O Vaticano vendeu ativos de caridade para pagar um empréstimo de 242 milhões de euros (1,58 bilhão de reais) junto ao Credit Suisse. Parte desse dinheiro foi usada para financiar o desenvolvimento de imóveis de luxo na região de Chelsea, na cidade de Londres. A transação foi garantida por uma carteira de títulos detida pela agência do banco suíço em Lugano, que a sede da Igreja Católica Romana descreveu como “derivada de doações”, de acordo com o jornal britânico Financial Times.
Um relatório financeiro concluiu que metade do patrimônio líquido do Vaticano na carteira de 530 milhões de euros (3,47 bilhões de reais) do Credit Suisse foi contabilizada pelo Athena Capital, um fundo sediado em Luxemburgo. O dinheiro foi majoritariamente investido pelos gestores luxemburgueses em um projeto que transformaria o endereço 60 Sloane Avenue, um prédio comercial localizado em Londres, em um condomínio de luxo. Um porta-voz do Vaticano admitiu no início de 2020 que o investimento foi uma “grande perda de dinheiro” e acusou Raffaele Mincione, proprietário do fundo, de “administrar os recursos financeiros para interesse próprio”. Mincione negou as fraudes e disse não acreditar que investir em imóveis em Londres seja uma operação especulativa.
O caso motivou investigações no Vaticano. No último dia 24, o cardeal Giovanni Angelo Becciu, que completou 72 anos em junho e visto como uma das figuras mais importantes da Igreja, considerado o número três do Vaticano, renunciou ao seu título e ao cargo de Prefeito da Congregação para as Causas dos Santos. A saída teria sido motivada por um pedido pessoal de Papa Francisco, que solicitou seu afastamento em razão das denúncias de corrupção contra o cardeal. Becciu negou as acusações, mas ele teria supervisionado os investimentos entre 2011 e 2018. Cinco funcionários do Vaticano foram suspensos em 2019 após uma operação em que policiais apreenderam documentos e computadores. Em junho de 2020, o empresário italiano Gianluigi Torzi, intermediador de toda a operação, foi preso sob suspeita de extorsão e peculato.
O cardeal Becciu teria omitido as documentações do empréstimo em 2014, mas George Pell — outro cardeal –, então responsável pelas Finanças da Santa Sé, exigiu à época que a Secretaria de Estado detalhasse a operação. Sem sucesso, o capítulo seguinte dessa história viria dois anos mais tarde, quando a Secretaria de Economia, liderada justamente por Pell, pediu uma auditoria externa às contas de todos os departamentos do Vaticano. A ação foi cancelada por Becciu, sem autorização do Papa.
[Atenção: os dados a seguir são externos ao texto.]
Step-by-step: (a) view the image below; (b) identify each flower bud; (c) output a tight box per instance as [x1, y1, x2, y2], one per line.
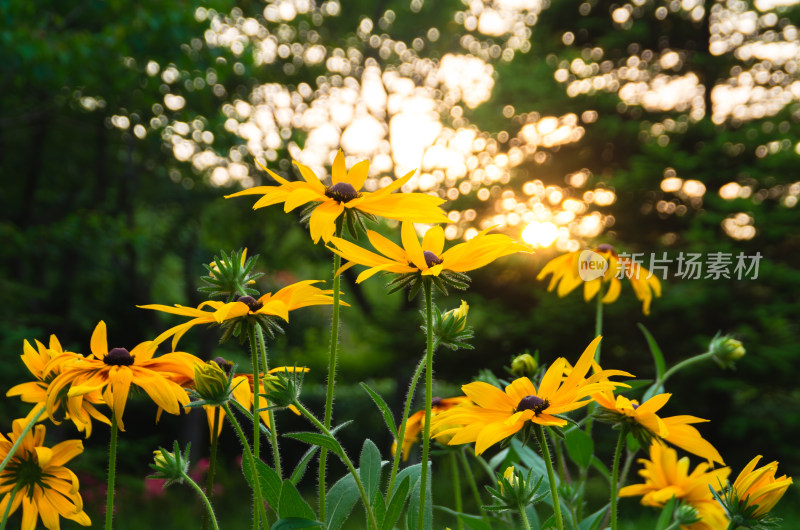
[708, 333, 746, 368]
[442, 300, 469, 331]
[194, 361, 229, 402]
[511, 353, 538, 377]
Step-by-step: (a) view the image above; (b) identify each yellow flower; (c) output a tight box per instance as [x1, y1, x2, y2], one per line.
[47, 320, 201, 431]
[0, 419, 92, 530]
[225, 150, 450, 243]
[431, 337, 631, 454]
[592, 390, 725, 465]
[536, 245, 661, 315]
[728, 455, 792, 519]
[331, 221, 531, 283]
[137, 280, 348, 350]
[6, 335, 111, 438]
[203, 366, 310, 436]
[392, 396, 469, 462]
[619, 442, 731, 530]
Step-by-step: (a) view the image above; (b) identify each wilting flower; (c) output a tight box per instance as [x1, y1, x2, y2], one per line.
[6, 335, 111, 438]
[592, 390, 725, 464]
[203, 366, 310, 436]
[619, 442, 731, 530]
[47, 320, 200, 431]
[392, 396, 469, 462]
[536, 245, 661, 315]
[0, 419, 92, 530]
[717, 455, 792, 528]
[431, 337, 631, 454]
[137, 280, 340, 349]
[225, 151, 450, 243]
[331, 221, 531, 286]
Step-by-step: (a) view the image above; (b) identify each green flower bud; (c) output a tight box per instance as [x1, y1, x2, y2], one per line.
[511, 353, 539, 377]
[708, 333, 746, 368]
[194, 361, 230, 403]
[442, 300, 469, 331]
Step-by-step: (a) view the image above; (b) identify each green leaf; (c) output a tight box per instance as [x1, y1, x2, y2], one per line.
[283, 432, 344, 458]
[655, 497, 678, 530]
[381, 477, 411, 530]
[361, 383, 397, 439]
[242, 454, 282, 509]
[578, 504, 608, 530]
[325, 473, 360, 530]
[358, 438, 381, 505]
[436, 506, 492, 530]
[278, 478, 317, 521]
[289, 445, 319, 486]
[270, 517, 322, 530]
[406, 462, 433, 528]
[637, 323, 667, 380]
[564, 428, 594, 469]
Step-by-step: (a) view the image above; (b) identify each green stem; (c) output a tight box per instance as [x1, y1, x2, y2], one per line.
[387, 355, 427, 492]
[203, 407, 222, 530]
[417, 278, 433, 529]
[450, 450, 464, 530]
[0, 404, 45, 473]
[247, 324, 266, 529]
[0, 482, 19, 530]
[222, 403, 267, 530]
[106, 409, 117, 530]
[458, 447, 491, 526]
[183, 473, 219, 530]
[253, 327, 283, 480]
[517, 504, 531, 530]
[611, 428, 628, 530]
[533, 423, 564, 530]
[654, 352, 713, 386]
[294, 400, 378, 530]
[317, 218, 344, 521]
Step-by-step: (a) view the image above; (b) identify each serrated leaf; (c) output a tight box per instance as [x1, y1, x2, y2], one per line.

Em 2017, o cardeal acusou Libero Milone, primeiro auditor-geral da Santa Sé, de espionar as finanças dos altos cargos da Igreja e o afastou do cargo. O então arcebispo ainda ameaçou processar MiIlone caso ele não deixasse o cargo de maneira discreta. Ainda assim, foi em 2018 que Papa Francisco deu o título de cardeal a Becciu e o nomeou para Prefeito da Congregação para as Causas dos Santos, títulos estes que o italiano perderia dois anos depois. O Vaticano não o acusou formalmente por quaisquer crimes.